Our King is a priest and victim on our behalf. (Hebrews 7:26-27) His reign is marked with mercy, poured out to reconcile us with God after all of our pathetic attempts to steal for ourselves a wisdom of our own making. To be a repentant thief is to enter into his Kingdom and find rest in his garden, which he invites us to guard and rule here on earth, “clothed with power from on high.” (Luke 24:49; Acts 2:1-4.43-47)
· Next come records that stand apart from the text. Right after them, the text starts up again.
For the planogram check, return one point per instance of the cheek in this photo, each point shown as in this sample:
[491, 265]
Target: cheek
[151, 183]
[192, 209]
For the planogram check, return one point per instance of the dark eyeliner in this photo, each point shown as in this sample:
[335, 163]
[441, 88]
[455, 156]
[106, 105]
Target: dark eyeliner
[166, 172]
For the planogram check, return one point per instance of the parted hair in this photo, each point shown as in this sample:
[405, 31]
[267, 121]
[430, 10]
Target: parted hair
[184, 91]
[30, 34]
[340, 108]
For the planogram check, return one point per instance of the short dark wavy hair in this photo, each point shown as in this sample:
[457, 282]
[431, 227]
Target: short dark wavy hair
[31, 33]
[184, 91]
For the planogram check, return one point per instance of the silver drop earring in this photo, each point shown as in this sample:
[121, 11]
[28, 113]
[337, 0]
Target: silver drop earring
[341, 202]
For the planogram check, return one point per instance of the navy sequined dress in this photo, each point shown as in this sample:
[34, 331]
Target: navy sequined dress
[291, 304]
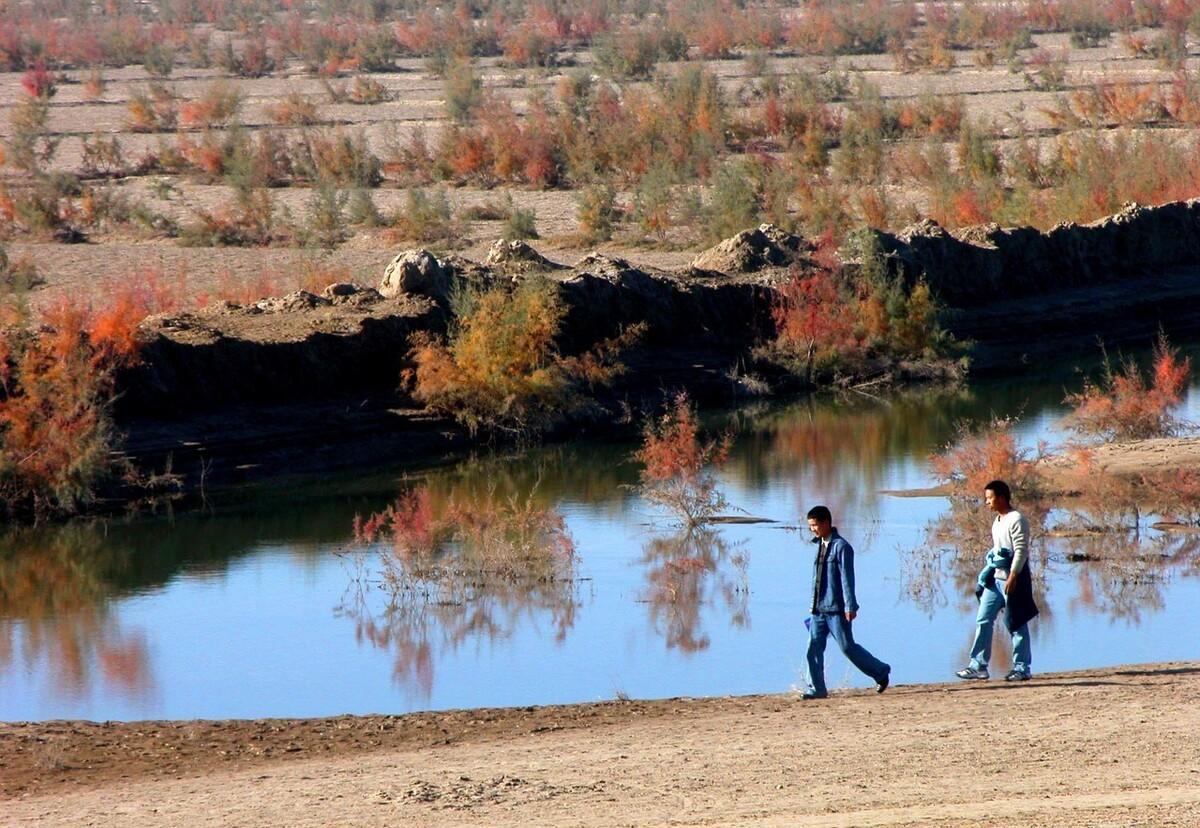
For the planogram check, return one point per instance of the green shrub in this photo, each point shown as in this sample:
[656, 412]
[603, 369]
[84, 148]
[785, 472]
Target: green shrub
[520, 225]
[598, 211]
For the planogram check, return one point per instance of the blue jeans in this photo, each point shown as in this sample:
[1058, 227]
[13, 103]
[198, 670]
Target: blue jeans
[821, 625]
[990, 605]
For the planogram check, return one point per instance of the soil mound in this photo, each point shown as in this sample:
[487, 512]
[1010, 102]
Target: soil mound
[517, 257]
[749, 251]
[977, 265]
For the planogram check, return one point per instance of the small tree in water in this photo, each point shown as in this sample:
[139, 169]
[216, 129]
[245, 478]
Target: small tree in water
[677, 466]
[1128, 406]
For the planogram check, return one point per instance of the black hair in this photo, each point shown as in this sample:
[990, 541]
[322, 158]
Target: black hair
[821, 514]
[1000, 489]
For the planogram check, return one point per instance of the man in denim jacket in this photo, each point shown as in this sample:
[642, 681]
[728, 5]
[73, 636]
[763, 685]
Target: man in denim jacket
[834, 606]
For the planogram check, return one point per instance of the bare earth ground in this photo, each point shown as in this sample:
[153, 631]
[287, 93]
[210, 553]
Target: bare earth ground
[88, 271]
[1109, 747]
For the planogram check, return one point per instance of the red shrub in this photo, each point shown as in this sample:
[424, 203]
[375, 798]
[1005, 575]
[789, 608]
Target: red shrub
[1127, 405]
[676, 465]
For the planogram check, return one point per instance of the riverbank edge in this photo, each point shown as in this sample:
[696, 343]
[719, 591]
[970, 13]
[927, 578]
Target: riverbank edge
[58, 756]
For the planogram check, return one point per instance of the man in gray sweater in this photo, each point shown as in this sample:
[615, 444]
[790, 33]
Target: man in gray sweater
[1005, 583]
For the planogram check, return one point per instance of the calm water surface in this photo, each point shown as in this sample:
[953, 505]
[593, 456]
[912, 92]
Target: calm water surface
[257, 609]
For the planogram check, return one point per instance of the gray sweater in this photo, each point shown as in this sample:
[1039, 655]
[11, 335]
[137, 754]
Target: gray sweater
[1012, 532]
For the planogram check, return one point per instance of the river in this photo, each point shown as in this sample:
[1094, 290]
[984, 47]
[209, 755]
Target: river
[264, 606]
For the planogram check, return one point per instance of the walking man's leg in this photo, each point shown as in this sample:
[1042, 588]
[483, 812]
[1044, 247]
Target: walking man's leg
[1023, 652]
[817, 635]
[844, 634]
[990, 605]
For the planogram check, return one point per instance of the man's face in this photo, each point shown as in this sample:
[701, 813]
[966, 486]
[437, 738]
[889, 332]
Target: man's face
[994, 501]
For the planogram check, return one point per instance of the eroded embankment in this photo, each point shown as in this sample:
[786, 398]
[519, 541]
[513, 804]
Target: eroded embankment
[916, 755]
[297, 383]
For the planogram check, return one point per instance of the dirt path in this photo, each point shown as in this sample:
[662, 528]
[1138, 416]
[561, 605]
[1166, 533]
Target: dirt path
[1096, 748]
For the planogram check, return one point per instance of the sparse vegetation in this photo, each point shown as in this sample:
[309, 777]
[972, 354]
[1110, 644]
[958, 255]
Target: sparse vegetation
[677, 466]
[501, 370]
[1126, 403]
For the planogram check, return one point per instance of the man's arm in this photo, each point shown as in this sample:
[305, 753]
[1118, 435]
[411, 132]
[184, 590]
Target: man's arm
[847, 580]
[1019, 534]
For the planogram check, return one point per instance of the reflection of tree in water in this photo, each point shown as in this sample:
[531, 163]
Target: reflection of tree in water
[688, 571]
[55, 587]
[1125, 573]
[840, 447]
[1120, 567]
[453, 571]
[599, 475]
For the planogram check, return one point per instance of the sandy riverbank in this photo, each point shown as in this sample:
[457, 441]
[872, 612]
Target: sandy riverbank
[1110, 747]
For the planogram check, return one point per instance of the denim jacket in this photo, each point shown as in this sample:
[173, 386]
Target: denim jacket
[835, 591]
[996, 559]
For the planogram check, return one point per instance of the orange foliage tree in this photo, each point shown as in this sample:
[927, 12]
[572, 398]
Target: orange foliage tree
[676, 466]
[55, 397]
[501, 370]
[1127, 405]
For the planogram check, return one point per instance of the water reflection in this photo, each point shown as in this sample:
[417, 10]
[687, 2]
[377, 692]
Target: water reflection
[54, 610]
[841, 447]
[94, 616]
[684, 574]
[459, 565]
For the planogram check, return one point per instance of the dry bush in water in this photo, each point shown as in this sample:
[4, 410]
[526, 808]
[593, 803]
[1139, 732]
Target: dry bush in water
[1126, 405]
[677, 466]
[508, 539]
[501, 371]
[460, 570]
[687, 573]
[987, 454]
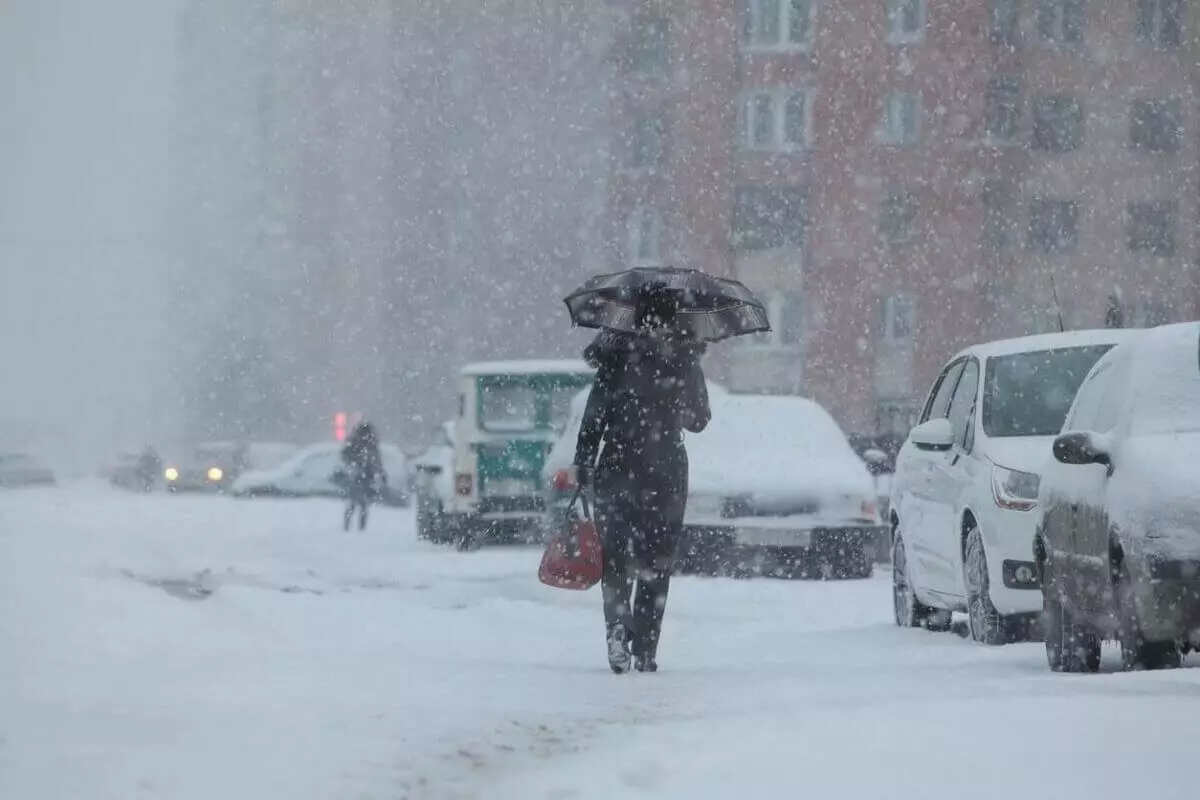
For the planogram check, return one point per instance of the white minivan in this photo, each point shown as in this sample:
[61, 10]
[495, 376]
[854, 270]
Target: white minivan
[967, 477]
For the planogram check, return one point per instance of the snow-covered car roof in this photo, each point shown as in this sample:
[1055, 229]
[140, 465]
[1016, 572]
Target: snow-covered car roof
[761, 445]
[390, 452]
[528, 367]
[1050, 342]
[771, 445]
[1165, 382]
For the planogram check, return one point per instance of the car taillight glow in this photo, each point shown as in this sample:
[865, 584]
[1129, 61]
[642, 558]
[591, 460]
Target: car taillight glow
[563, 480]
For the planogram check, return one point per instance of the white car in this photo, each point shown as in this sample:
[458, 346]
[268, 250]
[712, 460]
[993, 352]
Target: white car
[309, 474]
[967, 479]
[774, 488]
[19, 469]
[435, 481]
[1119, 542]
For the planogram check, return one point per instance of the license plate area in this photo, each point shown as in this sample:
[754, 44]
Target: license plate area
[773, 537]
[505, 487]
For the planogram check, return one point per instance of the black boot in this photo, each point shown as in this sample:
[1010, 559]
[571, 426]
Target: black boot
[618, 649]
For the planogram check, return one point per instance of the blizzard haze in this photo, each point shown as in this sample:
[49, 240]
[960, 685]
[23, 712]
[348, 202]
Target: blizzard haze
[85, 90]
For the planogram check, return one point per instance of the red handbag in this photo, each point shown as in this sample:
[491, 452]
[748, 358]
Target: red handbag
[573, 558]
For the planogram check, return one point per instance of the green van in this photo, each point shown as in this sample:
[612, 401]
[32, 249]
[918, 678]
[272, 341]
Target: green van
[509, 416]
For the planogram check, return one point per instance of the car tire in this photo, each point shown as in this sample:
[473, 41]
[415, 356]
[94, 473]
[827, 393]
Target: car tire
[987, 625]
[856, 564]
[1135, 651]
[1071, 647]
[907, 611]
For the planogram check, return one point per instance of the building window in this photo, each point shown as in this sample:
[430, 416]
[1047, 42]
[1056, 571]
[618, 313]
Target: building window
[645, 229]
[901, 118]
[1156, 125]
[1057, 124]
[649, 138]
[777, 120]
[898, 216]
[899, 319]
[906, 20]
[766, 218]
[1002, 112]
[1158, 22]
[1054, 226]
[1061, 20]
[1002, 22]
[996, 222]
[1152, 227]
[648, 54]
[785, 313]
[777, 23]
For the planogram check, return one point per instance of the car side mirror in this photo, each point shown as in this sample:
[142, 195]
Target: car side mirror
[1080, 447]
[936, 435]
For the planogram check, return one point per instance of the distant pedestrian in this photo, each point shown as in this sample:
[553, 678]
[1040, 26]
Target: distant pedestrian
[649, 389]
[365, 475]
[148, 469]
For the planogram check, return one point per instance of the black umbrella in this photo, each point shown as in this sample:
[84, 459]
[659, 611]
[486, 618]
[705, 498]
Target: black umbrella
[709, 308]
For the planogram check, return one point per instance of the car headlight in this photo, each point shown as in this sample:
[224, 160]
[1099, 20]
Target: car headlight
[1014, 489]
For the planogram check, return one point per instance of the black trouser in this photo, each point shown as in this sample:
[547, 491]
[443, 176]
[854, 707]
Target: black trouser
[640, 530]
[357, 498]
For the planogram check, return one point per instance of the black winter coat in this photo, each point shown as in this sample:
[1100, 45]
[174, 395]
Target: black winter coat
[647, 391]
[364, 464]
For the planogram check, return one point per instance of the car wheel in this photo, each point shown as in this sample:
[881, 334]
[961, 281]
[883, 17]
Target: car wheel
[987, 625]
[1069, 647]
[907, 611]
[857, 564]
[1135, 651]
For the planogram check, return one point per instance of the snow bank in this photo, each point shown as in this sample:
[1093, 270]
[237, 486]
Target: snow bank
[197, 648]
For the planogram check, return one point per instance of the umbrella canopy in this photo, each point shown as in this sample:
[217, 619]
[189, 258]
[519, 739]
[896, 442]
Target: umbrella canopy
[709, 308]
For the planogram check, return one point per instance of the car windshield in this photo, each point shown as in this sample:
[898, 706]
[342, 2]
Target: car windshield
[508, 407]
[1029, 394]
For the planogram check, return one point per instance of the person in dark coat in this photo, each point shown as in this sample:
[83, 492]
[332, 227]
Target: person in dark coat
[148, 469]
[364, 473]
[649, 389]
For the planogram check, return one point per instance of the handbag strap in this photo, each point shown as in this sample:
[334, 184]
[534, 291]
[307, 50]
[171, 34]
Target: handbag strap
[582, 499]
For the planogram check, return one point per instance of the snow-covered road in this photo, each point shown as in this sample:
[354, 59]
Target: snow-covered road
[161, 647]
He can be difficult to find in this complex world. Look for him at the Tree of Life. He desires to encounter us there, as Aquinas reflects on in his Eucharistic hymn “Adoro Te Devote,” translated here by Gerard Manley Hopkins:

Godhead here in hiding, whom I do adore,
Masked by these bare shadows, shape and nothing more,
See, Lord, at Thy service low lies here a heart,
Lost, all lost in wonder at the God thou art.

Seeing, touching, tasting are in thee deceived:
How says trusty hearing? that shall be believed;
What God’s Son has told me, take for truth I do;
Truth Himself speaks truly or there’s nothing true.

On the cross Thy godhead made no sign to men,

Here Thy very manhood steals from human ken:

Both are my confession, both are my belief,

And I pray the prayer of the dying thief.

As his divinity was hidden on the Cross, so now both his divinity and his humanity are hidden in the Eucharist, where our Risen King gloriously reigns. In his presence, we profess our belief and beseech his mercy as did the thief, asking our Lord, quite simply, to remember us when he comes into his kingdom.